HUNDREDS OF mourners turned out yesterday morning to say farewell to Detective Corporal Joshua Graham who was killed by gunmen two weeks go.
They included Police Commissioner Francis Forbes and other senior officers of the Jamaica Constabulary, Dr. Peter Phillips, National Security Minister, and members of the Private Sector Organisation of Jamaica.
There were two funeral services for the slain detective. The first was at St. Mary the Virgin Anglican Church, Molynes Road, Kingston; the second was in St. Mary Anglican Parish Church, Port Maria. He was buried in the Port Maria Cemetery.
At the service in Kingston Cpl. Diane Bartley, general secretary of the Police Federation, cited a television report showing the bullet-riddled body of Det. Cpl. Graham lying on the ground and his eight-year-old daughter, Jodian, sobbing.
"Who will be there now for young Jodian?", she asked.
She spoke about the circumstances in which a colleague was killed by gunmen, witnessed by scores of motorists who were all trapped in a line of traffic, yet nobody had come forward to give a statement. She warned that those who remained silent could become the next victims.
Jodian, Det.

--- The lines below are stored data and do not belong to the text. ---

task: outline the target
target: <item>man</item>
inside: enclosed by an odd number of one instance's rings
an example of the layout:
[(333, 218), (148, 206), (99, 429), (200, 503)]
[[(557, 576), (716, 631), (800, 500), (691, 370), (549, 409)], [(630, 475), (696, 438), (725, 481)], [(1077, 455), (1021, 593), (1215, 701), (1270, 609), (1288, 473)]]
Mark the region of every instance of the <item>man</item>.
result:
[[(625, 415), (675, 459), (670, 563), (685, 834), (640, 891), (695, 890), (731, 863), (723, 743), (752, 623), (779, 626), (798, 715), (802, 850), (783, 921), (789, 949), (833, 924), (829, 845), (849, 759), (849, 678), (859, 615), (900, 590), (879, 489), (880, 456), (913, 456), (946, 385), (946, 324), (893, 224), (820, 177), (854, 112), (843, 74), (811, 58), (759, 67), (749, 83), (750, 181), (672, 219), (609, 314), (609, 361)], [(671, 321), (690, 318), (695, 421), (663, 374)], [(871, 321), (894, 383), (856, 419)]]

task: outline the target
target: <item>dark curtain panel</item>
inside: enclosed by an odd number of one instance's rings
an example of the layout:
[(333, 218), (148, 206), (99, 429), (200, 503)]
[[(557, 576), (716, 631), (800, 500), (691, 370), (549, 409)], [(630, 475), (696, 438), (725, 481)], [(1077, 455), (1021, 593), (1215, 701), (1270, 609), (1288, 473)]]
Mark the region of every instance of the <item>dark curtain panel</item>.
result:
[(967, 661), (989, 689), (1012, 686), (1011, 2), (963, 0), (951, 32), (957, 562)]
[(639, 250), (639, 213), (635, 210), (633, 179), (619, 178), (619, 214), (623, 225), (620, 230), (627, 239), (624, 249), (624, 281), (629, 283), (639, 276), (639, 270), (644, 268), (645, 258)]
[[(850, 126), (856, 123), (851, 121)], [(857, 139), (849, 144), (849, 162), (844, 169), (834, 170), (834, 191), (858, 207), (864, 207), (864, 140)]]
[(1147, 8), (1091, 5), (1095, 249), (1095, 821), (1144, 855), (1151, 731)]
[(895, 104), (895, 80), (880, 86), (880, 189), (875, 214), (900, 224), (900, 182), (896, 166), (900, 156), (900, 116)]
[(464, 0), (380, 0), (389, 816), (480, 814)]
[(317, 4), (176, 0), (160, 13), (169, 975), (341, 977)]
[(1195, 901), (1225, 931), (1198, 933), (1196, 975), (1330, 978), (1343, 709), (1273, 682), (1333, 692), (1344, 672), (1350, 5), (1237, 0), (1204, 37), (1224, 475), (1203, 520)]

Cpl. Graham's only child, paid a tribute to her father. It read in part: "Daddy you have always been there for me and that daddy you have always been a good father."
Cpl. Graham was remembered by his supervisor, Deputy Supt. Colin Pinnock, as a quiet person and somebody who needed no supervision.
Reference was made about the professional manner in which he had investigated the controversial shooting of veteran journalist Hugh Crosskill, Jnr.
Dr. Phillips called on Jamaicans who witness crimes to come forward.
Det. Cpl. Graham was killed on the night of July 2 while he was driving a marked police vehicle. He was in a line of traffic near the intersection of Olivier and Constant Spring roads. Reports are that several men alighted from a car that was behind his vehicle and pumped more than 10 bullets in his body. He died at the scene.
"We want our policemen and women to be the best sharpshooters," Heather Robinson, head of the Police Support Action Committee, said at the funeral, in calling on the Government to speed up the renovation of the firing range at Twickenham Park, St. Catherine, so police could have easier access to sharpening their shooting skills.
Since January 10 policemen have been killed, the last six were gunned down within a month.